LA GENERACIÓNDE LA GUERRA

 

Aquel día en la escuela del Alto, después de que el abuelo se lo había hecho saber como algo importante, dijo a los demás niños y a la profesora, que él era de la generación de la guerra y sintió que al decirlo, era diferente.

Los vecinos se enteraron también, uno por uno, incluyendo a Rosario, quien no entendió, al policía a quien le dio mucha envidia, y a Memo, su amigo de la casa de al lado, que después de un “y eso a quién le importa” lo invitó de todas formas a comer helado de mango a su casa, y no quiso reconocer que algo importante se le había ocurrido.

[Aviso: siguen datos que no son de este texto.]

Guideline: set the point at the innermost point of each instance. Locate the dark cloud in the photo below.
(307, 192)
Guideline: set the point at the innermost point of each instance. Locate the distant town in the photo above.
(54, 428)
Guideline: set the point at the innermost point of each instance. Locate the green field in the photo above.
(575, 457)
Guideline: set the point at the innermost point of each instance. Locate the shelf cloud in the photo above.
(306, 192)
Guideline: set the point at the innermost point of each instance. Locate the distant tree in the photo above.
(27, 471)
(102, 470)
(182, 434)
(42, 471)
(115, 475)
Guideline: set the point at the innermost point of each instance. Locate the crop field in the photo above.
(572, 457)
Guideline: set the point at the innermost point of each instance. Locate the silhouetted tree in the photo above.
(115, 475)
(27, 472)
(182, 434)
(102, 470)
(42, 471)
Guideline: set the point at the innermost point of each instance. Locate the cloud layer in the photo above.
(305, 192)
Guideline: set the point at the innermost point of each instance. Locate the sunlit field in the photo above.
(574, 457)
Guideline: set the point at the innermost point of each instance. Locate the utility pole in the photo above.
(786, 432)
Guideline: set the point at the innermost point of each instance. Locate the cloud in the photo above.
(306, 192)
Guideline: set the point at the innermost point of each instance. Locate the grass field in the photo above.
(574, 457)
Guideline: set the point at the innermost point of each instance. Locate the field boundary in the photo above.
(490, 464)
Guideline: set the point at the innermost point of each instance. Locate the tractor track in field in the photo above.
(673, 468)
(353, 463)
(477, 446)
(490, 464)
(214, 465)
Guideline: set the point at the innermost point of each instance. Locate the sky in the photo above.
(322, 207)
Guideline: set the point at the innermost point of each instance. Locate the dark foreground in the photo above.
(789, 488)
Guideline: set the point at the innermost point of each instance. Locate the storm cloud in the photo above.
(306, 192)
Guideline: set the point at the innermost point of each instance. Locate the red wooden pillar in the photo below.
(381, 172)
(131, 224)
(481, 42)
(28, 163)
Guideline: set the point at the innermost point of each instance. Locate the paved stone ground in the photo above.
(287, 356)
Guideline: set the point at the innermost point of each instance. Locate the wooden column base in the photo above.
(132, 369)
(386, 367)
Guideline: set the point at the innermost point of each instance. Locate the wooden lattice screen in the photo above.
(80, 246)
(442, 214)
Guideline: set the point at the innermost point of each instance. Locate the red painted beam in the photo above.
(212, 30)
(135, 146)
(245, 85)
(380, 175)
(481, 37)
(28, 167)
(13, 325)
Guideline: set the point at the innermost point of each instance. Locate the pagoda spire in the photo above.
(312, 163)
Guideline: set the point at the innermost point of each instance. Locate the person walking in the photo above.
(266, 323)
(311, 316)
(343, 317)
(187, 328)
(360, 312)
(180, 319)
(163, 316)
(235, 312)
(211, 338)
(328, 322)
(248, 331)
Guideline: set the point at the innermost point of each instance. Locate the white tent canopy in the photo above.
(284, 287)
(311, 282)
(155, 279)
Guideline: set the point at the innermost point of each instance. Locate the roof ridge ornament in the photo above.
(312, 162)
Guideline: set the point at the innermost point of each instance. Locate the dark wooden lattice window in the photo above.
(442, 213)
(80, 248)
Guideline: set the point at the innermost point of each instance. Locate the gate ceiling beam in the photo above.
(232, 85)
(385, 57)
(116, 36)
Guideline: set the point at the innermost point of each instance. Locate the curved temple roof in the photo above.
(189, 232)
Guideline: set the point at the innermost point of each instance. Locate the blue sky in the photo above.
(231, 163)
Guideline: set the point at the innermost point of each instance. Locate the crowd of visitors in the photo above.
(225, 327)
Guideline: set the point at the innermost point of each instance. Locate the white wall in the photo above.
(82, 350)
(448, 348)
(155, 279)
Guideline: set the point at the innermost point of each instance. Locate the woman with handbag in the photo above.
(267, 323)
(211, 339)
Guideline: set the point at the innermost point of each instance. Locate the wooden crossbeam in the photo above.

Todos comprendieron, sin lugar a dudas, que se encontraban frente a un niño que tenía derecho, quisiéranlo o no la profesora del Alto, al título muy bien ganado de pertenecer a la generación de la guerra.

 

“¡Tú pidiendo soldaditos de plomo!

¡Qué barbaridad!

No ves que estamos en plena guerra.

Y tú pidiendo soldaditos de plomo.

¡Qué barbaridad!

Qué culpa!

Los carritos de hojalata.

Los muñecos de cuerda.

Los soldaditos de plomo.

No aparecían.

Sino en las revistas.

En jeringonza del abuelo.

Más tarde, decía,

El Niño Dios está ocupado en otras cosas.

¿Qué cosas

por Dios

qué cosas?


En verdad, un niño como él, de la generación de la guerra, no puede pensar en jugar con soldaditos de plomo de muchos colores, mientras hay tanta gente muriéndose de hambre, herida por las balas.


¡Ah, los soldaditos de plomo!

¡Ah, las balas!


Eran lo mismo que cuando no quería tomarse la sopa a sabiendas de que se desperdiciaba… ¡Qué culpa!…

Era una carga demasiado pesada incluso para sus cinco años. En las noches tenía pesadillas venidas de las palabras que se escapaban de los mayores, y soñaba que las sobras de su sopa estaban colocadas en medio de una muchedumbre desnuda y hambrienta que, gritando vituperios, saltaba a alcanzarlas y moría asfixiada por su plato de sopa sin terminar.

También imaginaba que sus soldaditos de plomo creían que él era el enemigo y que le disparaban pequeñas bolas que se agigantaban en el aire, que él explotaba en mil pedazos que caían en países en guerra llenos de gente más pobre que el mismo Mohán.


-Sí, no era asunto fácil.

-Te va a tocar un mundo de cenizas…

-Cuidado, que no oiga el niño, decían los mayores sin saber del mundo que él imaginaba y el niño, por supuesto, oía sin quererlo. “Hiroschima”.


Una noche, después de ver a los abuelos, a los padres y a casi todo el pueblo, menos al cura y al alcalde que tenían radio propio, pegarse a la caja mágica para poder escuchar sin que los niños oyeran, las noticias que causaban tal revuelo y tanto misterio, llamó a su madre y se arropó con ella.

Más tarde, como entre sueños, volvió a oír las noticias y dos personas lloraron, su abuelo el libanés y Moisés su amigo judío: algo que se encontraba más allá debían de conocer.

Aquella fue la primera y la última vez que vio llorar al pueblo.